Let's give it a shot:
- below, I went ahead and loaded (and cleaned) the penguin dataset 🐧
- Using `species` as the target variable, Use `SelectKBest` to determine the best 3 attributes
- Build a default Random Forest using only the 3 best attributes. How does the performance compare to a default random forest that uses all of the predictor variables?
- Keep running the code, incrementing the number of predictors. What is the minimum number of predictors needed to get 100% accuracy?


In [None]:

## the following code will load and clean the penguin dataset and will result in 8 predictors
penguin_df = pd.read_csv("/content/drive/MyDrive/CS167/datasets/penguins.csv")
penguin_df.head()
penguin_df.dropna(inplace=True) # drop null values
penguin_df["gender"] = penguin_df["gender"].map({"MALE": 0, "FEMALE": 1})
penguin_df = pd.get_dummies(penguin_df, columns=["island"]) # one-hot encode the data
penguin_df.head()

In [None]:
target = "species"
predictors = penguin_df.columns.drop(target)

train_data, test_data, train_sln, test_sln = \
    train_test_split(penguin_df[predictors], penguin_df[target], test_size = 0.2, random_state=41)

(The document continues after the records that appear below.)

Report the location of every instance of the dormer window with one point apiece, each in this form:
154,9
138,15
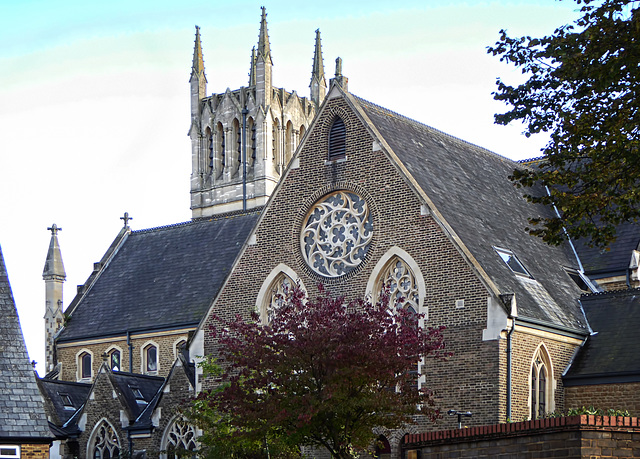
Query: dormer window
337,140
67,403
512,262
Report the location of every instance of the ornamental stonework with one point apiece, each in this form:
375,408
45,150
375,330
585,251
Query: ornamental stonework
336,234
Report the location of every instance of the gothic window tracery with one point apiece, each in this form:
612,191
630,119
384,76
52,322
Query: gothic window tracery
336,234
179,438
401,282
276,296
541,385
105,444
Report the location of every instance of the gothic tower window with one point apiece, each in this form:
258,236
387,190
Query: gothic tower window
179,437
150,358
237,136
114,360
219,160
289,146
84,365
104,443
337,140
541,384
251,127
210,149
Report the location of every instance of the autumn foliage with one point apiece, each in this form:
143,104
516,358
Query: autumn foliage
323,373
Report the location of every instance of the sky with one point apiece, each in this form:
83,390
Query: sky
94,102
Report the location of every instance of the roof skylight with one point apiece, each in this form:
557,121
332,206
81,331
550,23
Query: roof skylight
512,262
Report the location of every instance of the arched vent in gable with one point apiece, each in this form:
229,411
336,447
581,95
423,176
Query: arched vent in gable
337,139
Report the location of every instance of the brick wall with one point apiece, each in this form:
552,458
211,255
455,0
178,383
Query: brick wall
166,357
571,437
470,379
605,396
34,451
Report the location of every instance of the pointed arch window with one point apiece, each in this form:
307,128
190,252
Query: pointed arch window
402,284
276,296
85,365
337,140
541,385
180,437
105,443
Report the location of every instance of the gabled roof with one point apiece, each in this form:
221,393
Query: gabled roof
469,188
160,278
22,415
614,260
610,354
57,392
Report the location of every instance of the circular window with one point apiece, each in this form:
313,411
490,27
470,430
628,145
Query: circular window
336,234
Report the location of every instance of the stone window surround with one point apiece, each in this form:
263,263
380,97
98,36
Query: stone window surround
542,353
264,294
79,366
143,358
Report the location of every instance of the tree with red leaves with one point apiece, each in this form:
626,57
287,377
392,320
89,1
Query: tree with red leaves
323,373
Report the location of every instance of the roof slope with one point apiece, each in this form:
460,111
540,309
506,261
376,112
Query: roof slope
611,353
614,260
22,413
469,186
160,278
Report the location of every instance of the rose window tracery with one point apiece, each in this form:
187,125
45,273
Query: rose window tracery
401,281
336,234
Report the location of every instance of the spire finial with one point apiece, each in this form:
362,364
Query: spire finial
54,229
126,219
318,82
198,61
264,48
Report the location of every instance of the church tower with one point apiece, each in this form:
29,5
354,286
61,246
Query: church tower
54,276
243,139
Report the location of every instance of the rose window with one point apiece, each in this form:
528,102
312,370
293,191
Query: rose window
336,234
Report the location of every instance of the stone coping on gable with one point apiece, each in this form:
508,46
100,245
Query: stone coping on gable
524,428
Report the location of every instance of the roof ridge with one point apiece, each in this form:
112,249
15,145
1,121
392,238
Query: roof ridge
620,291
435,130
237,213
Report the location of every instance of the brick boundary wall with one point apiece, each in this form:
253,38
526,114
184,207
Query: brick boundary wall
582,436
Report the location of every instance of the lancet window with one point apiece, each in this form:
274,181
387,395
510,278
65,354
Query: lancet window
105,443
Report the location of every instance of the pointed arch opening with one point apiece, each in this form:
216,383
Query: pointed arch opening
179,440
104,442
541,382
337,140
274,289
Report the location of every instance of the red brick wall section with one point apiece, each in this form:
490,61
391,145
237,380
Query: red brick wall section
576,437
34,451
605,396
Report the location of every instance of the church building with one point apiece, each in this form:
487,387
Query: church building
334,190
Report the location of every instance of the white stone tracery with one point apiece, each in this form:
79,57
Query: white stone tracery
179,437
336,234
105,443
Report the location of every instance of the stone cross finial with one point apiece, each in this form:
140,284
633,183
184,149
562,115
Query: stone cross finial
126,219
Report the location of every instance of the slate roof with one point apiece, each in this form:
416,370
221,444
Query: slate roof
56,391
469,186
613,261
22,414
159,278
610,354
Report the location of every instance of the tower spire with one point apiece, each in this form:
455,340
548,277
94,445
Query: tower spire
54,276
264,48
318,82
198,80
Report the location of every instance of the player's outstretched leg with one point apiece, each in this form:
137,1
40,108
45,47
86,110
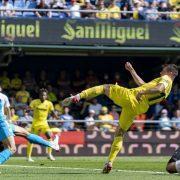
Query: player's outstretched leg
35,139
173,166
115,148
9,149
87,94
7,139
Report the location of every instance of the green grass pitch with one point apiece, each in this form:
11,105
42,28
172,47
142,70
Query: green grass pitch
86,168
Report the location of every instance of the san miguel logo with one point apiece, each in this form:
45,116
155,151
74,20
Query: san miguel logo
105,30
176,35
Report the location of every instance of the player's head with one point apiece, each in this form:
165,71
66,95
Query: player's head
0,87
43,94
170,70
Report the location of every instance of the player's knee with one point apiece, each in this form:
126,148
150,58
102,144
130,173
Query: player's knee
119,132
13,149
48,135
170,168
106,89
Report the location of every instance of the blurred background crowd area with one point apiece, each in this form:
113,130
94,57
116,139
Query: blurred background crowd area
107,9
23,87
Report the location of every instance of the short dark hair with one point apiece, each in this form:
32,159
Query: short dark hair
172,68
43,90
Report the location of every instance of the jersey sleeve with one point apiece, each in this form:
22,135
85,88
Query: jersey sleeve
51,107
32,105
164,80
6,104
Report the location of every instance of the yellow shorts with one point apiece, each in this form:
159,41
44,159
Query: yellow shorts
37,129
121,96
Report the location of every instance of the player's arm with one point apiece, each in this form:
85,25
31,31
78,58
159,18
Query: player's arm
7,109
52,111
135,76
160,88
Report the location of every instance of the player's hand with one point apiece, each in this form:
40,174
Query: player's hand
128,66
71,99
139,95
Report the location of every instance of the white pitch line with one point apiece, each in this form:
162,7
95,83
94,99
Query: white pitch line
52,167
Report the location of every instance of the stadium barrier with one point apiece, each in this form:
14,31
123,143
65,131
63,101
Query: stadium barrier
96,143
89,32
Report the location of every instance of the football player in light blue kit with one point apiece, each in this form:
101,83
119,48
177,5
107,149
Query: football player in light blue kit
8,130
6,136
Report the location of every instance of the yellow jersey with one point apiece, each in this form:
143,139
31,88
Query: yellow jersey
115,12
158,97
5,82
16,83
24,94
103,14
106,117
41,111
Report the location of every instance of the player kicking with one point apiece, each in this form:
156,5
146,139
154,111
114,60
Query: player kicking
41,108
133,101
33,138
173,166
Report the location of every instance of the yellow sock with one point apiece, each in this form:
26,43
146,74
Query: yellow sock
115,148
49,149
92,92
29,149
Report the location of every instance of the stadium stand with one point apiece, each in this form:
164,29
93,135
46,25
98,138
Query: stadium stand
23,87
112,9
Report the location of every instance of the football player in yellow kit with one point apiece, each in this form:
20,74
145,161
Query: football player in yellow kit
41,109
133,101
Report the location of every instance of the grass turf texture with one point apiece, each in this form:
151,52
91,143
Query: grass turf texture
86,168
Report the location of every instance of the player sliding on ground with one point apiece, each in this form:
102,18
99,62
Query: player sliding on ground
41,109
32,138
133,101
173,166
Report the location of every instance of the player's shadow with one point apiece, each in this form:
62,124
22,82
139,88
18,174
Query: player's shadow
166,174
39,173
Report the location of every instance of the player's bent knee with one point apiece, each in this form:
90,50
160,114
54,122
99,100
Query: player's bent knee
13,149
106,89
119,132
170,168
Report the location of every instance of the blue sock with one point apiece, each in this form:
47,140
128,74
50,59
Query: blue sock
38,140
5,155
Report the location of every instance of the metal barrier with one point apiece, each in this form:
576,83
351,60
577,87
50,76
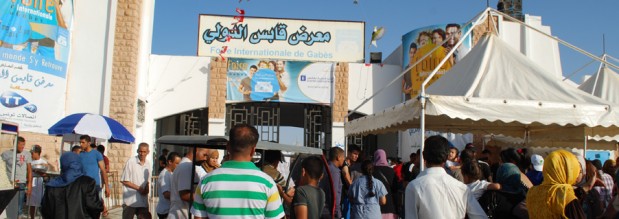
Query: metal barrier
115,199
153,196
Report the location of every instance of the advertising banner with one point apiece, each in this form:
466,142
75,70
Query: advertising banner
419,42
278,80
268,38
34,50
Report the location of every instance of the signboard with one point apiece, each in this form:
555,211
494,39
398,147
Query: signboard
287,39
280,81
34,50
419,42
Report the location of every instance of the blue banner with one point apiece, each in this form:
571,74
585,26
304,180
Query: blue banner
34,51
279,80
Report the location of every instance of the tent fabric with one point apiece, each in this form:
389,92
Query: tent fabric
506,141
605,83
496,89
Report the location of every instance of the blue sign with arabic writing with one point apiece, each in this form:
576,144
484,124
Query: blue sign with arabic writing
289,81
264,85
35,40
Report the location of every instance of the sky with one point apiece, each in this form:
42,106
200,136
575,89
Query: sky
578,22
581,23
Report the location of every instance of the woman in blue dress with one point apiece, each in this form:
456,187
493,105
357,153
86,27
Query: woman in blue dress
366,194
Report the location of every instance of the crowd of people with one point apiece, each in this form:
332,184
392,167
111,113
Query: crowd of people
513,183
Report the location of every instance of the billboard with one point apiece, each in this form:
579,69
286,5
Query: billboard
268,38
34,50
279,81
421,41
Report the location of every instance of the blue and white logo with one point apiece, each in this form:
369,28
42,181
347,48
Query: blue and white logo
11,99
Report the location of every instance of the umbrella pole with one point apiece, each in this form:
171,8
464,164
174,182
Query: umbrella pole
193,176
585,151
422,100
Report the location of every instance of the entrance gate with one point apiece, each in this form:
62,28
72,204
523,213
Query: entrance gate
268,119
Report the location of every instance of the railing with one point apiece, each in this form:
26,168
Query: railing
153,196
115,199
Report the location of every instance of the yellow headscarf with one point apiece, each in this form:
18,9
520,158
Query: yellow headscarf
548,200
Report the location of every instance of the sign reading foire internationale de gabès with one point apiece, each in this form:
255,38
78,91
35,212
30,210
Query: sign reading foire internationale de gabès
259,38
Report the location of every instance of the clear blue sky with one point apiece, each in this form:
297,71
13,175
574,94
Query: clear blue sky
578,22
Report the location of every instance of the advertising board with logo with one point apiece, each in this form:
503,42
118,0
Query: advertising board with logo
34,51
419,42
287,39
279,81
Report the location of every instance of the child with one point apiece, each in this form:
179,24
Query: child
309,199
471,174
39,167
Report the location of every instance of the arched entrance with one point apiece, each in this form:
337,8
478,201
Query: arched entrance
269,117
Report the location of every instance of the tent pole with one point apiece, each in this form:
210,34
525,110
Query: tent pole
585,150
422,95
597,76
422,100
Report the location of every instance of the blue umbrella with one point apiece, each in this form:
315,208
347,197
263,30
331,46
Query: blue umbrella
97,126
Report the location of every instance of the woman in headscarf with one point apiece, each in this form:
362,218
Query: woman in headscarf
514,184
211,163
366,194
555,197
386,175
72,194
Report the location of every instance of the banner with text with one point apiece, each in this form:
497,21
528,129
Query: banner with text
278,80
269,38
34,50
421,41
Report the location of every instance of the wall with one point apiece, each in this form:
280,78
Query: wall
90,65
363,81
173,84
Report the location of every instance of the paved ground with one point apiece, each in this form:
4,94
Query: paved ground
115,213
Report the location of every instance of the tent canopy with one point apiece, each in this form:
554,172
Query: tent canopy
495,89
603,84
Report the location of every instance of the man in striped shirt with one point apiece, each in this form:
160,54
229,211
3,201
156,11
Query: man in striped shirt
238,189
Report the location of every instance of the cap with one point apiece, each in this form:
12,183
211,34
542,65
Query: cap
469,145
36,149
538,162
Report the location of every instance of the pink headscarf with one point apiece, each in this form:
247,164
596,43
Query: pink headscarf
380,158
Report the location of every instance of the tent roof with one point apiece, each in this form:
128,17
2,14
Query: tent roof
606,85
496,89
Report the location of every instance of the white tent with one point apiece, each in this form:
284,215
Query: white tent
604,84
495,89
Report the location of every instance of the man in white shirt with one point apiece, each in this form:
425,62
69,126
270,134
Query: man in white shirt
181,186
135,178
434,193
164,181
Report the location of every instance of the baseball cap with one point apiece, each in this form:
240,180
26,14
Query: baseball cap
538,162
36,149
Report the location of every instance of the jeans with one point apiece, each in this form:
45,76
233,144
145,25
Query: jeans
22,197
141,212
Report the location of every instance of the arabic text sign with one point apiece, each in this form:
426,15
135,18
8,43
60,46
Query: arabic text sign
34,50
278,80
286,39
419,42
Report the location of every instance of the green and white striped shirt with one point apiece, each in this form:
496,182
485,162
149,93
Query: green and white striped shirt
237,190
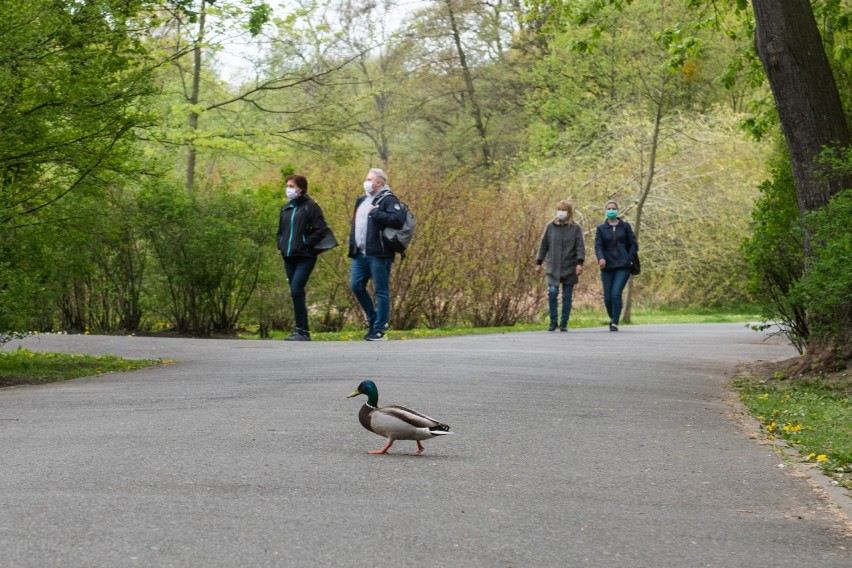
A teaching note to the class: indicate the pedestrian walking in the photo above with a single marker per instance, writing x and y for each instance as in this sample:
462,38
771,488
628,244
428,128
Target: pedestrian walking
563,250
301,225
371,253
615,247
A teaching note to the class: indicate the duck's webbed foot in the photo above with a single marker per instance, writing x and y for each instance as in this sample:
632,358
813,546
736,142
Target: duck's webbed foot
383,450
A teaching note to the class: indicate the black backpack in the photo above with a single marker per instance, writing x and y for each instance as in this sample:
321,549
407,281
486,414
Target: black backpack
399,239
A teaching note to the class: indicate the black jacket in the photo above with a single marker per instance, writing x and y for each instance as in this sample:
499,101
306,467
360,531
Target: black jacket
616,244
301,225
389,214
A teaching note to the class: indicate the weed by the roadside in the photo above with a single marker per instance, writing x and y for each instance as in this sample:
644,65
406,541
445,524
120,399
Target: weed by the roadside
24,367
813,416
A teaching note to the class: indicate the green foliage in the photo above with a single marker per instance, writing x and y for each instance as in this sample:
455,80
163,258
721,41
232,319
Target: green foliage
775,254
24,367
209,248
815,417
827,288
74,83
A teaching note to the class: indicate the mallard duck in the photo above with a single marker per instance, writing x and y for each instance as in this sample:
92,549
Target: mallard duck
395,422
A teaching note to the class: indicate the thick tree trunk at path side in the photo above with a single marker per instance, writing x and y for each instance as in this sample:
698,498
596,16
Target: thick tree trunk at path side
788,43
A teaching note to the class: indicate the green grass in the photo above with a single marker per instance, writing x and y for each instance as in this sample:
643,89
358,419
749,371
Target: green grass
579,319
23,367
812,416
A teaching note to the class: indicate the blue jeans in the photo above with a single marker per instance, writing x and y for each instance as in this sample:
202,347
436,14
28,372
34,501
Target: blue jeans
614,282
298,270
553,299
377,269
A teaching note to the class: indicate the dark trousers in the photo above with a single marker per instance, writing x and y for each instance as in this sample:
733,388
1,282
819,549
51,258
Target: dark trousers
614,282
298,270
553,303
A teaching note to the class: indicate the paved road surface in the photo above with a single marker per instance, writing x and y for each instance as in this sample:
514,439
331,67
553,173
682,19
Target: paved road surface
585,448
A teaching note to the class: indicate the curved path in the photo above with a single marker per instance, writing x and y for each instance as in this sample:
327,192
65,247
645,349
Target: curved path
585,448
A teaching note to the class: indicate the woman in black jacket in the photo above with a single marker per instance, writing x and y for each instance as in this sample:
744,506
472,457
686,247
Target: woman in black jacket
301,226
615,247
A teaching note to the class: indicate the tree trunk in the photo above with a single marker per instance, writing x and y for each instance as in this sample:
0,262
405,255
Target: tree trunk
789,45
647,183
195,90
476,112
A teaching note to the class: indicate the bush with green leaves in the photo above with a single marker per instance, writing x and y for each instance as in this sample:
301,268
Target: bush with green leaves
775,255
209,248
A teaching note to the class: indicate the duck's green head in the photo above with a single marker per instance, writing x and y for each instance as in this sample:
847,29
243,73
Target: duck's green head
368,388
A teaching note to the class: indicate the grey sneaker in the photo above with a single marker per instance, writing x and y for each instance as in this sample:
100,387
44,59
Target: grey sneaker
376,336
297,336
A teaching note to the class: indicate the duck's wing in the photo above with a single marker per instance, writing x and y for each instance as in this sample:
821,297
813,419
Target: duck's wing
401,423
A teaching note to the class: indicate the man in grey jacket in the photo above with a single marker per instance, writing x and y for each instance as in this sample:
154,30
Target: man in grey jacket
371,254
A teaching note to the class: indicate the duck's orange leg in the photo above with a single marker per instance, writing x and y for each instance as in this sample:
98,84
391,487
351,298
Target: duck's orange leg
420,449
383,450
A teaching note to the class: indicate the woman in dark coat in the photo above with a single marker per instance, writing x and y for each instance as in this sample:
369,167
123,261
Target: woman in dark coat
301,226
615,247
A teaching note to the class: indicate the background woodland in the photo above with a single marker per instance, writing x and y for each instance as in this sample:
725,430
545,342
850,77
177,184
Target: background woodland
143,147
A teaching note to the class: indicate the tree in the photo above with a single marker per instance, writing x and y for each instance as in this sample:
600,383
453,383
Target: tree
790,47
74,78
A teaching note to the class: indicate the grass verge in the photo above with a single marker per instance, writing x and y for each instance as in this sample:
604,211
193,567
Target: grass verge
579,319
24,367
812,415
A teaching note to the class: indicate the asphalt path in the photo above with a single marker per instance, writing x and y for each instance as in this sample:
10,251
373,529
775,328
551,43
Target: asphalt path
585,448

## Establish the base case, using all of the predictors in a Random Forest

In [None]:
from sklearn.ensemble import RandomForestClassifier

rf = RandomForestClassifier(random_state=0)
rf.fit(train_data,train_sln)
predictions = rf.predict(test_data)
print('Accuracy:',accuracy_score(test_sln,predictions))

In [None]:
## Your code here;
## Use SelectKBest and start with 3 predictors;
## Keep running your code, incremented the number of predictors. What is the minimum number of predictors needed to get 100% accuracy?